In my own New York City neighborhood — a post-pandemic cluster of street complaints — the talk had to translate into deployment of new patrol shifts to make a temporary difference in who’s hanging out in dark corners in an area where the city has concentrated methadone clinics. But the local precinct inspector says he needs the help of the clinics, construction companies erecting protective scaffolding and an array of city and state services to make a dent in drug- and homeless-related complaints, the root of our local crime. Prosecutorial decisions to “catch-and-release,” the bugaboo in conservative arguments (see this opinion piece by Washington Post columnist James Hohmann) are on the list too.
If we truly want to note a national turn to stop crime, why are we having so much trouble passing gun legislation in Congress aimed at doing even something minimal about mass shootings? If we truly care about taking a stand about crime, why is the Supreme Court about to issue a decision loosening open carry gun laws? Why do we insist on gun rights for legal usage while ignoring the huge illegal trade in street guns?
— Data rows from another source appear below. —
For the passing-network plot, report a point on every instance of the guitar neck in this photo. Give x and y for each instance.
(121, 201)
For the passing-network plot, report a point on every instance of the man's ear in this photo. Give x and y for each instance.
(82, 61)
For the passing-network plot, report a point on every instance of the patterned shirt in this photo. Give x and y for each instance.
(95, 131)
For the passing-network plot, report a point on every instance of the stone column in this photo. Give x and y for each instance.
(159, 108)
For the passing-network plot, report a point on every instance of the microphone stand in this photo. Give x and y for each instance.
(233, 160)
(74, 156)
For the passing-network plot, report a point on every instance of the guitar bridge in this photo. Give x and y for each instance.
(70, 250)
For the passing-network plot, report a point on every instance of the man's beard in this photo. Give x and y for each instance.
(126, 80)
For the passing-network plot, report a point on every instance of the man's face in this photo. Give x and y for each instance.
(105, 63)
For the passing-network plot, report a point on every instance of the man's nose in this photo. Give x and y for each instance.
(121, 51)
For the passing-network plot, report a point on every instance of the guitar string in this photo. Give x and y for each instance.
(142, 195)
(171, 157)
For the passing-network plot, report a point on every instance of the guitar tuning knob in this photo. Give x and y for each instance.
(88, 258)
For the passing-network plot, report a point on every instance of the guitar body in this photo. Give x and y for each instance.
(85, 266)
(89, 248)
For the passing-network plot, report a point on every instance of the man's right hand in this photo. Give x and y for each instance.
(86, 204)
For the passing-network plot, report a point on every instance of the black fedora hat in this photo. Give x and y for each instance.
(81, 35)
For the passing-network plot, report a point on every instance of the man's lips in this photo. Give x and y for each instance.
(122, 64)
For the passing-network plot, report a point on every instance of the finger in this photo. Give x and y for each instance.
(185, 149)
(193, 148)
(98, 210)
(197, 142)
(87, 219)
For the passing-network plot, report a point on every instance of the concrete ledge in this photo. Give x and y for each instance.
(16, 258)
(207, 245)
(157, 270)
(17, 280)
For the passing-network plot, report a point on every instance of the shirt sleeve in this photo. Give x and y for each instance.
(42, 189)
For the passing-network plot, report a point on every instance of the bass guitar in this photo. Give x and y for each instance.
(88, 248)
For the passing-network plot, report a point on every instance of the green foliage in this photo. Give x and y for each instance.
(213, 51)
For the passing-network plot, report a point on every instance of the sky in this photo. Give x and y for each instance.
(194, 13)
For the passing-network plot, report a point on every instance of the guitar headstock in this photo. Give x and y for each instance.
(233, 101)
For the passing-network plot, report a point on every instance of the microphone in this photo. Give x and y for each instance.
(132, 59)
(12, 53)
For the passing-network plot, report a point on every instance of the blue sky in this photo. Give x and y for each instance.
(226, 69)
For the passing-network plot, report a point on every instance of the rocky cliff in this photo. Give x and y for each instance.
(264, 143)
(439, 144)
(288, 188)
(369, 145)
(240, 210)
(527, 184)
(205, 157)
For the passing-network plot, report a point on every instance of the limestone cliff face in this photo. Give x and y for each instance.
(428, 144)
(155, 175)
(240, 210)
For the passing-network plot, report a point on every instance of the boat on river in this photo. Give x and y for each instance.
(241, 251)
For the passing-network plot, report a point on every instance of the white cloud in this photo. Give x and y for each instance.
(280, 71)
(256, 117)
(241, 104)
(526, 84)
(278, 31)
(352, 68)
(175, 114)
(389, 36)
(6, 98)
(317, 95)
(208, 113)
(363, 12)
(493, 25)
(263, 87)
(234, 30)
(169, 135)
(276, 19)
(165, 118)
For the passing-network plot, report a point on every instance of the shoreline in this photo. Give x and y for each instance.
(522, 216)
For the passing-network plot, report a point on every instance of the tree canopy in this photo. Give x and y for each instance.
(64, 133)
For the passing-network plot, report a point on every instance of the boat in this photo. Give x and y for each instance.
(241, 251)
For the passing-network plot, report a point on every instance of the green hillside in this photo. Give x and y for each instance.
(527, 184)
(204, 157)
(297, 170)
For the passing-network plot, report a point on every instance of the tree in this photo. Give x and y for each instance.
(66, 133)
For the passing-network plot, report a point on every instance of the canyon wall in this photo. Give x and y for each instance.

If we have identified homelessness as a specific cause of crime reports, why aren’t we being aggressive about finding housing programs or distributing the location of drug clinics or studying why race is such a factor in incarceration campaigns? Where are the programs to divert the lure of easy-money gang membership to more constructive roles in our society?
What I read in these election results is that we want Someone in Charge to simply remove what we do not want to see before us, and to do so overnight. It’s the same impulse we are seeing in talk of gas prices and infant formula shortages.
We don’t want crime or public signs of homelessness, but we also don’t want to do the work as communities to make it disappear. Blame is so much easier.